We Will Be Living in Trump's America for a Long Time
The Supreme Court's latest decision on voting rights is a grim sign of things to come.
PoliticsTrump may have been voted out of office after just one term, but he changed the makeup of the Supreme Court for a generation, and we’re only just beginning to get a sense of the profound damage that lies ahead.
On Thursday, in a 6-3 decision, the court upheld two Arizona voting laws: one that allows provisional ballots cast by a voter in the wrong precinct to be discarded, and another that bans so-called “ballot harvesting,” which places extreme limits on who can legally collect voters’ ballots.

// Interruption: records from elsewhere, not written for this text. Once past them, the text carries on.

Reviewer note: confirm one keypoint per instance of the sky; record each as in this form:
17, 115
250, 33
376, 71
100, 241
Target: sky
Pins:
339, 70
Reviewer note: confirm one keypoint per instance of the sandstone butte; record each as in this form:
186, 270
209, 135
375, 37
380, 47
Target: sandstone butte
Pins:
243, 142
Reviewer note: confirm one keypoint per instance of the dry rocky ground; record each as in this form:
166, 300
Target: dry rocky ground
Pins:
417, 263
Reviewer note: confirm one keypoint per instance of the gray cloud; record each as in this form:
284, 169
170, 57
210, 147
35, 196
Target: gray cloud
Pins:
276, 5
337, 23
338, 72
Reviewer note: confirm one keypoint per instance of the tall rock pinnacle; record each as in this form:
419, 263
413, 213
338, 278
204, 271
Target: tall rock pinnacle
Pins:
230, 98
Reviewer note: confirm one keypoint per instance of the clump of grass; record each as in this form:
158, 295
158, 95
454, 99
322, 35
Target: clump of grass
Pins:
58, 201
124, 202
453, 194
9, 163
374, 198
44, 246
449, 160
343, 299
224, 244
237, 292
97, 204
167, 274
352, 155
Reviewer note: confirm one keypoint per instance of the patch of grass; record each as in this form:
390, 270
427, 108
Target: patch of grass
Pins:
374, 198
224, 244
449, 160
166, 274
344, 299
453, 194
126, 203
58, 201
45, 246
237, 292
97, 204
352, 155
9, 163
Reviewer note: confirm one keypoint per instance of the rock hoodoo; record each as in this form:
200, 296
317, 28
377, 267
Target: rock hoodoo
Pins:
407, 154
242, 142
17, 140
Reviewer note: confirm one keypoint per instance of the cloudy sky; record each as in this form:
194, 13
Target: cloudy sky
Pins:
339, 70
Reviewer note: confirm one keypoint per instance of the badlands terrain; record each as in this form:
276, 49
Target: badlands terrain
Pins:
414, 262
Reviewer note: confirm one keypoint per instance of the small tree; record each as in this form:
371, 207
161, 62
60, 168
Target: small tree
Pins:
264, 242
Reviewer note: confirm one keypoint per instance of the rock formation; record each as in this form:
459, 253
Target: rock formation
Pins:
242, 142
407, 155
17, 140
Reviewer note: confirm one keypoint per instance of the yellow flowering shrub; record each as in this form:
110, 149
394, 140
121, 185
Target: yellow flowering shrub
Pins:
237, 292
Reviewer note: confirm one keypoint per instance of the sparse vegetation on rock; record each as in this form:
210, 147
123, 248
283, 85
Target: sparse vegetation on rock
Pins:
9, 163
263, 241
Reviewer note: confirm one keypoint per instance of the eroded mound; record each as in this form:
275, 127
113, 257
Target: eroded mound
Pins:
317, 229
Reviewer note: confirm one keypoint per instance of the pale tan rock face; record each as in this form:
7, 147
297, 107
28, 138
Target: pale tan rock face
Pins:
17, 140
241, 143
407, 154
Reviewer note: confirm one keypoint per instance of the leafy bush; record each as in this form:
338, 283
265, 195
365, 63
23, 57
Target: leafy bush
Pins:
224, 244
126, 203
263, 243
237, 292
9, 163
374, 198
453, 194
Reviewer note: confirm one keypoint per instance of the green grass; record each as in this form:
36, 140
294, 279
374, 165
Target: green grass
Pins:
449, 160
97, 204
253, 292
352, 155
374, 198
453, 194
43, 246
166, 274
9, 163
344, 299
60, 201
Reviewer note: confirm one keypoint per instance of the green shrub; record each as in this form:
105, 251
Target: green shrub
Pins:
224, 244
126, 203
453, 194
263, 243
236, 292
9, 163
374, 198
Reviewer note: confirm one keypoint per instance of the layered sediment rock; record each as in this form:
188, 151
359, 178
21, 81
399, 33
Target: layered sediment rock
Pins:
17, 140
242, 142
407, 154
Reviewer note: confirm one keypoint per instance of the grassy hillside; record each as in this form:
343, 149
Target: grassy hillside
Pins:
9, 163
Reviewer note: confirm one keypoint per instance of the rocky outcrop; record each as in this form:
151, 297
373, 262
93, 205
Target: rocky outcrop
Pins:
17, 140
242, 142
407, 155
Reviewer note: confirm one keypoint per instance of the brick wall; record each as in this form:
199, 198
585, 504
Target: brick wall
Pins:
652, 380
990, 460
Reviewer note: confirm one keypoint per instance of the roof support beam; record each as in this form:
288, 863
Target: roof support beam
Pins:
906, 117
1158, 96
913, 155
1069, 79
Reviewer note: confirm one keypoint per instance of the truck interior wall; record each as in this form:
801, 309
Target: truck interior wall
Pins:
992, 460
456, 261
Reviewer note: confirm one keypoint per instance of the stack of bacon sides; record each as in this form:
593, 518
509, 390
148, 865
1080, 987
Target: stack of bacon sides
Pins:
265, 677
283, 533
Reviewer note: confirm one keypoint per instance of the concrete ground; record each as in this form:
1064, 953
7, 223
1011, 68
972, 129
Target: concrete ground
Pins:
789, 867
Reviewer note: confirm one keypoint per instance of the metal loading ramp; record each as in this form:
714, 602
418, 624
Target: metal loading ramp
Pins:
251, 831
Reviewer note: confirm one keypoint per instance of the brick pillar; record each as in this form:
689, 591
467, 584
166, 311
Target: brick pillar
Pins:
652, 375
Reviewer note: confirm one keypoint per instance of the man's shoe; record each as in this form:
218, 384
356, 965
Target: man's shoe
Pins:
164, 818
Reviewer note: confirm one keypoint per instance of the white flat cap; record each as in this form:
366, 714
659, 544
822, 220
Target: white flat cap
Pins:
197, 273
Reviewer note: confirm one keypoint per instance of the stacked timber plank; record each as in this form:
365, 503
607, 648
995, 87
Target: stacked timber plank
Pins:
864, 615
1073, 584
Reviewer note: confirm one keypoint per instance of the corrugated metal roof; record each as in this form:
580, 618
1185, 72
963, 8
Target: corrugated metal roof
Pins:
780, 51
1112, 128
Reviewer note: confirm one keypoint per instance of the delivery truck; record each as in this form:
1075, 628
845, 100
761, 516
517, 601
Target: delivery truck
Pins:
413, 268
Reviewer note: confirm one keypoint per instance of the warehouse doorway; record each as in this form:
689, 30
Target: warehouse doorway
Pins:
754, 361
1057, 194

Federal appeals courts had previously struck down the laws, finding that they had disproportional impact on people of color and other marginalized groups—not to mention the fact that there have been no verified incidents of fraud to justify the laws. But the conservative-leaning court considered the effect on marginalized voters to be negligible, insisting that the laws are merely “inconvenient.”
From NPR:
Just because voting may be “inconvenient for some,” [Justice Samuel] Alito wrote, doesn’t mean that access to voting is unequal. In evaluating what the Voting Rights Act requires, said Alito, courts should look to what the voting rules were in 1982, when the relevant provision of the law was enacted. Back then, he observed, almost all voting was in person and on Election Day. And “the mere fact that there is some disparity in impact does not necessarily mean that a system is not equally open or that it does not give everyone an equal opportunity to vote.”
This renewed effort to gut the Voting Right Act of its value, of course, fell on ideological lines: Conservatives on the bench were eager to continue dismantling the landmark legislation, while the liberals desperately tried to protect whatever was left of it.
Writing the dissent, Justice Elena Kagan accused the majority of “yet again” rewriting the Voting Right Act, a law, she noted, was designed to bring about “the end of discrimination in voting.”
“Never before has a statute done more to advance the nation’s highest ideals,” she said. “Few laws are more vital in the current moment. Yet in the last decade this Court has treated no statute worse.”
The Voting Rights Act “confronted one of this country’s most enduring wrongs; pledged to give every American, of every race, an equal chance to participate in our democracy,” wrote Kagan. “That law, of all laws, should not be diminished by this court.”
Several Republican-led states are already lining up to institute a slew of new voting restriction laws, and they’ll likely be successful in doing so now that they have the backing of the highest court in the land.
President Biden called the Court’s decision “harmful,” but insisted that it “does not limit Congress’ ability to repair the damage done today… it puts the burden back on Congress to restore the Voting Rights Act to its intended strength.”
He’s right, but unless conservative Democrats and Senate Republicans develop a conscience anytime soon, any overhaul of voting rights still feels like a pipe dream. In a reasonable country, something like the proposed For the People Act would be embraced with open arms, regarded as an opportunity for as many people to vote as possible with as few restrictions as possible. (And in a reasonable country, helping as many people to vote as possible would be universally considered to be a good thing.) But to Republicans, more voters—and specifically more Black and Latino voters—means ceding the political power and influence they can only claim through disenfranchisement. Under these conditions, any attempt to make voting more equitable is DOA.
Republicans are feeling emboldened by voting restrictions, and the right-wing Supreme Court flexing its muscles… what could go wrong?